La previsione non scontata
dei milioni di morti e della guerra come feroce romanzo di fantascienza
si trova in una lettera al cugino e consulente finanziario Lionel
Hauser, una delle trenta lettere digitalizzate e ora disponibili a tutti
sulla piattaforma Corr-Proust (proust.elan-numerique.fr/letters/all),
nata dalla sinergia tra l’Università dell’Illinois e l’Ateneo di
Grenoble. Il prezioso carteggio – tra il 1914 e il 1918 – è solo il
primo a essere pubblicato e divulgato online: i ricercatori stanno,
infatti, catalogando e digitalizzando le oltre 6.000 missive del
grafomane autore della Recherche, prolisso pure nelle private
corrispondenze.
A Hauser il 43enne Proust (1871 – 1922) scrive
nella notte tra il 3 e 4 agosto 1914: di giorno preferisce dormire, fino
alle quattro del pomeriggio circa, senza contare la cagionevole salute,
per cui persino “per il mio libro sono stato intervistato a letto”.
Oltre a esprimere al banchiere le sue preoccupazioni economiche – la
guerra, e il conseguente ribasso delle Borse, gli brucia i risparmi –,
Marcel confida le sue paure sui “giorni terribili che stiamo
attraversando: i miei poveri interessi mi sembrano del tutto
irrilevanti… Spero ancora, io che non sono un credente, in un miracolo
che fermi all’ultimo questa macchina letale. Mi chiedo come un cattolico
praticante come l’imperatore Francesco Giuseppe possa apparire davanti a
Dio dovendogli riferire delle milioni di vite umane sacrificate”.
Con
il compositore Reynaldo Hahn, uno dei suoi tanti amorazzi, si lascia
andare a confidenze più intime, persino sugli ex: “Ho davvero adorato
Alfred (Agostinelli, morto pochi mesi prima pilotando un aereo e
probabile modello dell’Albertine della Recherche, ndr).
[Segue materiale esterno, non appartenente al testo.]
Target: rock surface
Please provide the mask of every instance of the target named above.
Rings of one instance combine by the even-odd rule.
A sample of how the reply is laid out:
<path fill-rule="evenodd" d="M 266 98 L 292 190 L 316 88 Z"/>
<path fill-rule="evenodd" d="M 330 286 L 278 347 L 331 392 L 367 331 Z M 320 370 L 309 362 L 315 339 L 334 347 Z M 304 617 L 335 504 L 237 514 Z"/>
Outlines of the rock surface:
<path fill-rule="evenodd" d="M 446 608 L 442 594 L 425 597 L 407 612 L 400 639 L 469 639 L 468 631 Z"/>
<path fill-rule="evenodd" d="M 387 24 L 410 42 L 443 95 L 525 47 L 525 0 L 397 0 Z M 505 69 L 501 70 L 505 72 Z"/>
Non è
sufficiente dire che l’ho amato, e non so perché lo scrivo al passato
perché lo amo ancora… Ma con lui non mi sento obbligato a un dovere come
quello che mi lega a te, anche se ti amassi mille volte di meno”.
Quanto all’omosessualità, chiede all’amico la massima riservatezza: “Se
mai vorrò formulare queste cose sarà con lo pseudonimo di Swann. Quando
leggerai All’ombra delle fanciulle in fiore, riconoscerai
l’anticipazione e la profezia di ciò che ho vissuto”.
Proust è
molto preoccupato, inoltre, per le sorti del fratello Robert (che presta
servizio come chirurgo, ma tornerà sano e salvo e verrà insignito anni
dopo della Legion d’Onore, ndr): “È partito per Verdun”, scrive a Louis
de Robert, “ma sul fronte il fuoco non è mai cessato. Tutti i miei più
cari amici sono in prima linea”. Per consolarsi spedisce lettere a un
altro spasimante, Lucien Daudet, figlio del più famoso Alphonse: “Tutto
può essere tollerato quando pensiamo al martirio dei soldati: siamo così
commossi dal loro sacrificio… Spero che tu non abbia troppi amici tra i
‘Morti d’onore sul campo’: piangiamo persino gli estranei”.
Poi
manda messaggi a Cocteau per complimentarsi con Picasso; se la prende
coi “moderni D’Artagnan”; spettegola sui colleghi che, insensibili alla
tragedia, si lanciano in paragoni con le commedie di Molière. Non
mancano, infine, le riflessioni sulla letteratura, in tempi in cui
l’odio per il nemico straborda dalle trincee alle accademie, ai
giornali, alle arti. Tutti ce l’hanno con Wagner, ma “se invece di
essere in guerra con la Germania lo fossimo con la Russia, cosa si
direbbe di Tolstoj e Dostoevskij?… Non possiamo privare, non dico i
nostri musicisti, ma i nostri scrittori del prodigioso e fecondo ascolto
del Tristano, della Tetralogia… Arte e Guerra! Ci viene detto di poesie
che fomentano la guerra, ma io non ci credo troppo”.